Imaging: X-ray usually shows an area of bone destruction which, unlike that in osteosarcoma is predominantly in the mid-diaphysis. New bone formation may extend along the shaft and sometimes it appears as fusiform layers of bone around the lesion – the so called 'onion peel' effect.
Metastatic Bone Disease:
Pathology: The commonest source is carcinoma of the breast, followed by carcinoma of the prostate, kidney, lung, thyroid, and GIT tract. In about 10 percent of cases no primary tumour is found. The commonest sites for bony metastases are the vertebrae, pelvis and the proximal half of the femur and humerus. Metastases are usually osteolytic and pathological fractures are common.
Clinical: The patient is usually aged 50-70 years. Pain is the commonest and often only symptom. The sudden appearance of backache or thigh pain in an elderly person is always suspicious.
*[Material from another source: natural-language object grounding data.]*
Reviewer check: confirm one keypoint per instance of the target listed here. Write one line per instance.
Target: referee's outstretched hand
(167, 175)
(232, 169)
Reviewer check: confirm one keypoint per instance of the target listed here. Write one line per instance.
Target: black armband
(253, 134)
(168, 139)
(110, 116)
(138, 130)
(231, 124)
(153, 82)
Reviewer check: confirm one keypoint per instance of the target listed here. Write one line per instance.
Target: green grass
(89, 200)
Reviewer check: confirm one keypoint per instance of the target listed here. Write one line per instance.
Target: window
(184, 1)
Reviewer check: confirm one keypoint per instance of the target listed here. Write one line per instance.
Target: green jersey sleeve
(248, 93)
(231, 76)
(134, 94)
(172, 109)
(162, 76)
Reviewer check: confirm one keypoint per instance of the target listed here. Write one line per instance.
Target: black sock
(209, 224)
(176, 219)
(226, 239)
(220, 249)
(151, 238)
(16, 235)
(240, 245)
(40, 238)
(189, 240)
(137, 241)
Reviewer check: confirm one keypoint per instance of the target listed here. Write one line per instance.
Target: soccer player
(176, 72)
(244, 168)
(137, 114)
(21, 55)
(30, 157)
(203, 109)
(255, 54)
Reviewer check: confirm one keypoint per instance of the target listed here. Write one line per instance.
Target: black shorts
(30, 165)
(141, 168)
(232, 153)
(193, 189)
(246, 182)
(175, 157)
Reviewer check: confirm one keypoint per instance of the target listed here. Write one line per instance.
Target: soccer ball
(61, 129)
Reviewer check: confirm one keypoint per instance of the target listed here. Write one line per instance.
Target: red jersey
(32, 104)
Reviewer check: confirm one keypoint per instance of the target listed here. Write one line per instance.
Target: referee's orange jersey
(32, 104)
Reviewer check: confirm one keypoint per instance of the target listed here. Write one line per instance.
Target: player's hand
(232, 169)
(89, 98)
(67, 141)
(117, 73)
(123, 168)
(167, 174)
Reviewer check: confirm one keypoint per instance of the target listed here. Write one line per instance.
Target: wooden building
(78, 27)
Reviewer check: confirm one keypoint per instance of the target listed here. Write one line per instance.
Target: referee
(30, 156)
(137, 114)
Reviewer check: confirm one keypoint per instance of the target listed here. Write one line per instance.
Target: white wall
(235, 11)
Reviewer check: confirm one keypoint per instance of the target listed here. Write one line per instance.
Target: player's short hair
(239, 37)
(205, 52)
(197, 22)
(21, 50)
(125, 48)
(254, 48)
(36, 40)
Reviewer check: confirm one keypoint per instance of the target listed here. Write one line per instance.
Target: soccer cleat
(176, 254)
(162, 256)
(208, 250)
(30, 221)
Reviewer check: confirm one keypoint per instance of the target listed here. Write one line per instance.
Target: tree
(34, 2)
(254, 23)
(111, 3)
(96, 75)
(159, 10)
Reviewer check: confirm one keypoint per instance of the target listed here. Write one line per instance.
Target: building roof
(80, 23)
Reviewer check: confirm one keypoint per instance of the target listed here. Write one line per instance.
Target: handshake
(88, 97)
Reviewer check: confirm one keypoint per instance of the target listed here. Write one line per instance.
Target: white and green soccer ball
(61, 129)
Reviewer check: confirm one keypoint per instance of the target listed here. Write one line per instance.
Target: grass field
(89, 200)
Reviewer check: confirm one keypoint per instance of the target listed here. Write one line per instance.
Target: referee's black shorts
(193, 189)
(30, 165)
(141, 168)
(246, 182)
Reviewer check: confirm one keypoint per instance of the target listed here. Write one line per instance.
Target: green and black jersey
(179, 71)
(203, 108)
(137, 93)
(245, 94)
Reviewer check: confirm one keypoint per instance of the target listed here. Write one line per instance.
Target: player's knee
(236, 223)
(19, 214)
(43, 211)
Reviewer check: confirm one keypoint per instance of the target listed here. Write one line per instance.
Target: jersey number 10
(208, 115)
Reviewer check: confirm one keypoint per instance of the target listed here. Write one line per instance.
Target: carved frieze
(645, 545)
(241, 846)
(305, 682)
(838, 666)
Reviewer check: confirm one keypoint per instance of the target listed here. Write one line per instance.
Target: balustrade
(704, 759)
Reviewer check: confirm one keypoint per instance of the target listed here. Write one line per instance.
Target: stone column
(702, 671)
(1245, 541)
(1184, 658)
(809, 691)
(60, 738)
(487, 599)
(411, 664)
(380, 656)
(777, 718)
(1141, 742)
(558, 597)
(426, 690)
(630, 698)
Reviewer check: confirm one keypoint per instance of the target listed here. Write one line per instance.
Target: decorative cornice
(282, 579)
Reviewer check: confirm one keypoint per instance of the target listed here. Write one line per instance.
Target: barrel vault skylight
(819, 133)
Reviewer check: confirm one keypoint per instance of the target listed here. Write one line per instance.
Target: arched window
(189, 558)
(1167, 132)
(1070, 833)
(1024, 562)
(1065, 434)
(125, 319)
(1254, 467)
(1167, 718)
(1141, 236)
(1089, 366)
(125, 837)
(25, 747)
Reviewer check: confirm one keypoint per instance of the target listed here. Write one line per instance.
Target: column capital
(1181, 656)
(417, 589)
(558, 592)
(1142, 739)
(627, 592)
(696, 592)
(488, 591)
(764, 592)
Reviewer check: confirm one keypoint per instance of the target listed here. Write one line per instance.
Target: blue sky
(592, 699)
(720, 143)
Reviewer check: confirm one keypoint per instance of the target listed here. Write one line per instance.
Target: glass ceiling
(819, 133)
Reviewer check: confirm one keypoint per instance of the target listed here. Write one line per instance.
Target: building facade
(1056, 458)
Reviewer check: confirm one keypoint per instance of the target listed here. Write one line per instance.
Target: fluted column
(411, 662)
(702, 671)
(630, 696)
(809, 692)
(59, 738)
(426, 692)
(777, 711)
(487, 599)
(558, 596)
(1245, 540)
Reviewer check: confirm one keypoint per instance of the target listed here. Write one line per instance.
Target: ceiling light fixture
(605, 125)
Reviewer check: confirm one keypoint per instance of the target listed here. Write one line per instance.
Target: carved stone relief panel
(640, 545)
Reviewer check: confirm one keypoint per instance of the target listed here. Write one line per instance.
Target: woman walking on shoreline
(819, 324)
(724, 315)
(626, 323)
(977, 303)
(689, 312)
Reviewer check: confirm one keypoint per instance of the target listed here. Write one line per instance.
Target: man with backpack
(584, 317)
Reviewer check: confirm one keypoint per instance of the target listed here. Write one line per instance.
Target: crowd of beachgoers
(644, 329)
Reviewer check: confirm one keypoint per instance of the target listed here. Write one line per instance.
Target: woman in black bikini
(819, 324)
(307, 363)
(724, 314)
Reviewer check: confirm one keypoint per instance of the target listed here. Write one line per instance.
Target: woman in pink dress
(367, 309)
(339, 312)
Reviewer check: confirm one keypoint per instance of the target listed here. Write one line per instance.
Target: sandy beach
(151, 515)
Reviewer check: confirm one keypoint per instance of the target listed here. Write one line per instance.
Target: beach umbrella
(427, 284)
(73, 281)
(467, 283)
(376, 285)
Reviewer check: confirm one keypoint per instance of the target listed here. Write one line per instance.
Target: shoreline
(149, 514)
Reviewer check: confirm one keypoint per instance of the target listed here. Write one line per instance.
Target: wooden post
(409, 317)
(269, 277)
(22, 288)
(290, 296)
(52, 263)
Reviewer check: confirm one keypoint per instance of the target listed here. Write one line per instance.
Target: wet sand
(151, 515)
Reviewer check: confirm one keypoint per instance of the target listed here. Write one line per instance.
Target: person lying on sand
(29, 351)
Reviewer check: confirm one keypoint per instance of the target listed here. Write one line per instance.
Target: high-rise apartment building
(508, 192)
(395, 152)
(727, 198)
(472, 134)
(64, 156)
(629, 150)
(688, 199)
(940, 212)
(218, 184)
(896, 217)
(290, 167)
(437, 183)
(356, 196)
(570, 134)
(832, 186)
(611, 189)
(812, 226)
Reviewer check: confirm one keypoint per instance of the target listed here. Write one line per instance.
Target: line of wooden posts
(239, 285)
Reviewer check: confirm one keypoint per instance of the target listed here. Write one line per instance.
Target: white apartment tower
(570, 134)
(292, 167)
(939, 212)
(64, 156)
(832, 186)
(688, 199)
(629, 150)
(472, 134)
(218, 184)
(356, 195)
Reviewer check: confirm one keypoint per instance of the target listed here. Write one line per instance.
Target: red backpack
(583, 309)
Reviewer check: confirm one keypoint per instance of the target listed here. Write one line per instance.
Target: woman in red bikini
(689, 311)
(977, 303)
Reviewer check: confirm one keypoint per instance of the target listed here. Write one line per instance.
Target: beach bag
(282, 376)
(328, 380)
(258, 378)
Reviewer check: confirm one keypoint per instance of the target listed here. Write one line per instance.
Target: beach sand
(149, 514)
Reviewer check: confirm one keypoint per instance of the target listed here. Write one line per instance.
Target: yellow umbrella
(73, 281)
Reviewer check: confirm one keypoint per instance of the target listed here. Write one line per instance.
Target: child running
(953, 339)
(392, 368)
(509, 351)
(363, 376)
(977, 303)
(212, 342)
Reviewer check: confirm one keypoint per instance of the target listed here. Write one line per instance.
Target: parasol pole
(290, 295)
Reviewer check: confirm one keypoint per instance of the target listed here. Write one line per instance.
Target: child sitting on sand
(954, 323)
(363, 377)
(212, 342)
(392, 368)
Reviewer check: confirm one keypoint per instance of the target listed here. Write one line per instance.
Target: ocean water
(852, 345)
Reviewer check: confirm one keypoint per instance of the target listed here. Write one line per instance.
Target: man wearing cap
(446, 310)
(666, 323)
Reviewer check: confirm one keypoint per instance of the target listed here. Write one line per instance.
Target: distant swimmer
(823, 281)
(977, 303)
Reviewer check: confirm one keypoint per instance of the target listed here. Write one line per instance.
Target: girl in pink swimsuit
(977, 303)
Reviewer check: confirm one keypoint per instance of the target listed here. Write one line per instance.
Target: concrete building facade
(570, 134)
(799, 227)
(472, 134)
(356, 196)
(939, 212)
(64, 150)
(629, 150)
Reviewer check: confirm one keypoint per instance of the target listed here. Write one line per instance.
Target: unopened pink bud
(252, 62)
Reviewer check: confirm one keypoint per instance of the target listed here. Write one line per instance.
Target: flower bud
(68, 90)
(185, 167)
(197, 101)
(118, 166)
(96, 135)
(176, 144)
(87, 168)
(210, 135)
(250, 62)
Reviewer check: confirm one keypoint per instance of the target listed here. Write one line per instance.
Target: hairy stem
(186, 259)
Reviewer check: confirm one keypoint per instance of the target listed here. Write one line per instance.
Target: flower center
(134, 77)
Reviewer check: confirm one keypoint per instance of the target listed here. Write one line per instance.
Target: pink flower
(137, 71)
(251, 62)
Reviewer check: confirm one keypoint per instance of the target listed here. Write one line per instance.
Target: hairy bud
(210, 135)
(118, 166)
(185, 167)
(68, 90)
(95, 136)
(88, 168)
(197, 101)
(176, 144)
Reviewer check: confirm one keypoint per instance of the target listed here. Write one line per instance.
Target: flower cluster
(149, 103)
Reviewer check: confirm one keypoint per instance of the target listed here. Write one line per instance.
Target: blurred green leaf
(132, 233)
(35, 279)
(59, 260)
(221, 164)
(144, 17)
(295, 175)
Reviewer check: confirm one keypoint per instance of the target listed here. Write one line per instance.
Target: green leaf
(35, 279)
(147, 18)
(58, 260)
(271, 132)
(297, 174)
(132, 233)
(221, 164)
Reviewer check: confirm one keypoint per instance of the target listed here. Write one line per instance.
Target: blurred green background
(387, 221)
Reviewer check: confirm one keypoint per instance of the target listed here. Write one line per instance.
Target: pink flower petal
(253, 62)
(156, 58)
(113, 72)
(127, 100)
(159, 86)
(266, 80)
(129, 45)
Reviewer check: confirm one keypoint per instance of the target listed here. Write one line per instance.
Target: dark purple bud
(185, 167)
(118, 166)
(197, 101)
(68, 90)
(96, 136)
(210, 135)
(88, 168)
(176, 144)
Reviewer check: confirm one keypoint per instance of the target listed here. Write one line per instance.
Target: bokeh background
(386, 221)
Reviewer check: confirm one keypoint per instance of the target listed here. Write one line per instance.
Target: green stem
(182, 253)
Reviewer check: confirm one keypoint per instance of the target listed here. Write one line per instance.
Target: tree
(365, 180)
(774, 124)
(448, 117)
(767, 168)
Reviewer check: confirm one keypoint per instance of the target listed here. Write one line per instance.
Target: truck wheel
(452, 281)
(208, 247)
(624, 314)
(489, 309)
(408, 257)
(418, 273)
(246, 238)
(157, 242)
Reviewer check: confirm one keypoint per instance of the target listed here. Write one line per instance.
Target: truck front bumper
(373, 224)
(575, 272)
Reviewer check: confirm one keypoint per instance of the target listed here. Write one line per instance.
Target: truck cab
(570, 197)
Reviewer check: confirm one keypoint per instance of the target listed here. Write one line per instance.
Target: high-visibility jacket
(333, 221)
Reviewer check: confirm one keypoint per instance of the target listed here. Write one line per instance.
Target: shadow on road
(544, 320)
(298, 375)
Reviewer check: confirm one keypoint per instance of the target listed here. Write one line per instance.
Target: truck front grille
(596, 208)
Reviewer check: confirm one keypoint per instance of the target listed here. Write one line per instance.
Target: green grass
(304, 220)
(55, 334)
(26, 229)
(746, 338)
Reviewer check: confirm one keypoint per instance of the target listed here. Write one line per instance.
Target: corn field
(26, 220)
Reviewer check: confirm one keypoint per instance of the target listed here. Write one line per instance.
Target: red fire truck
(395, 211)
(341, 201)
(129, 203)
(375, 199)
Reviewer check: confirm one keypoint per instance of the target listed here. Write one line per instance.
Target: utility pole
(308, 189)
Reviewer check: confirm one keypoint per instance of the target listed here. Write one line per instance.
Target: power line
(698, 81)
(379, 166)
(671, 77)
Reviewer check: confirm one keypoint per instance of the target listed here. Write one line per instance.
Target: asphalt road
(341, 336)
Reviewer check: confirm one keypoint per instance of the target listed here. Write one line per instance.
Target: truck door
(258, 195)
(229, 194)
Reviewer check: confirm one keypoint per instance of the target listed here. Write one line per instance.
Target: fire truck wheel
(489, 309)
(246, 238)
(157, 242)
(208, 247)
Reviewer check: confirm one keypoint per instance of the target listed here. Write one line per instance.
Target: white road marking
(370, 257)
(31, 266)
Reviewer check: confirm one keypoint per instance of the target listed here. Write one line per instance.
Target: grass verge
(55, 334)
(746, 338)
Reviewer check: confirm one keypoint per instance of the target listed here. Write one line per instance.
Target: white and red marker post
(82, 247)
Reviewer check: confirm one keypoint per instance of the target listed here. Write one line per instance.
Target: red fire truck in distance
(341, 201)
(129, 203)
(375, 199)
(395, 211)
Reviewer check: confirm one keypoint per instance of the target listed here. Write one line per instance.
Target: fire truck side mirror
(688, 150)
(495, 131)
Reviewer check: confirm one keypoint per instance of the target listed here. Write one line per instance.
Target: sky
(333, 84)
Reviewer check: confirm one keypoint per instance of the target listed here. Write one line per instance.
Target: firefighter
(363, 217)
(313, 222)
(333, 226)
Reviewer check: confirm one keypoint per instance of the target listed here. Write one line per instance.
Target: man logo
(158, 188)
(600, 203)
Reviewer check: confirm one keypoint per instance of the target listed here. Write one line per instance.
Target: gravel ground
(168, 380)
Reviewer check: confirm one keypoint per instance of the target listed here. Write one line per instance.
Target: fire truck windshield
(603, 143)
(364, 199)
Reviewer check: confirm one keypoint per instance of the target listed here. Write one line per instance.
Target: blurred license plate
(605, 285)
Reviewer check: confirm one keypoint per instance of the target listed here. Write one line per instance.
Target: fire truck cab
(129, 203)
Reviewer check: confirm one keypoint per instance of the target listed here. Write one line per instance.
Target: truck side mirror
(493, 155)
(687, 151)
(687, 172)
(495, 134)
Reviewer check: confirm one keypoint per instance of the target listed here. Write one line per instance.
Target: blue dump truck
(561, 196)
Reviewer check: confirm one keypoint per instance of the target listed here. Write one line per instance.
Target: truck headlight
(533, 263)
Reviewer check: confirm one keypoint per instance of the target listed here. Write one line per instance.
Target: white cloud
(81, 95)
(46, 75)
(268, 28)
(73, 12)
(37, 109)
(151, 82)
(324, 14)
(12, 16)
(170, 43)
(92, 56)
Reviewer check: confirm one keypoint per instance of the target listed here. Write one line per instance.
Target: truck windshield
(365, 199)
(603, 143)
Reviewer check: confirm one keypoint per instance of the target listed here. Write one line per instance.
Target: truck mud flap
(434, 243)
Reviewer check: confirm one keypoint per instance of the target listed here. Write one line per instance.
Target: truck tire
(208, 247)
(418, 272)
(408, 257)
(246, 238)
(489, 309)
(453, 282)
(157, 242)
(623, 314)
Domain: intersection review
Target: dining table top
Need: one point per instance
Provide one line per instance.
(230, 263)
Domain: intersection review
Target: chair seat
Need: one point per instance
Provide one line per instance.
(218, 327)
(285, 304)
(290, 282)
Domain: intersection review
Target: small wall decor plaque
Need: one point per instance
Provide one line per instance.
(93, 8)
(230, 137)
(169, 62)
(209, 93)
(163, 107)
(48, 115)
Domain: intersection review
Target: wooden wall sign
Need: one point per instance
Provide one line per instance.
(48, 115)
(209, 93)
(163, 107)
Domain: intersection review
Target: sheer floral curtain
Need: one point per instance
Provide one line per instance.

Imaging: On x ray examination skeletal deposits usually appear as rarefied areas in the medulla or patches of bone destruction in the cortex. Vertebral collapse is common. A radionucleotide scan is much more sensitive in picking up bony metastases.
If there is any suspicion that the lesion could be a primary malignant tumour, the patient is admitted for detailed assessment in order to confirm the diagnosis, establish the grade of malignancy and to define precisely how far the tumour has spread. Various treatment options can then be discussed. This includes local excision, wide excision with limb sparing, amputation and different types of adjuvant therapy.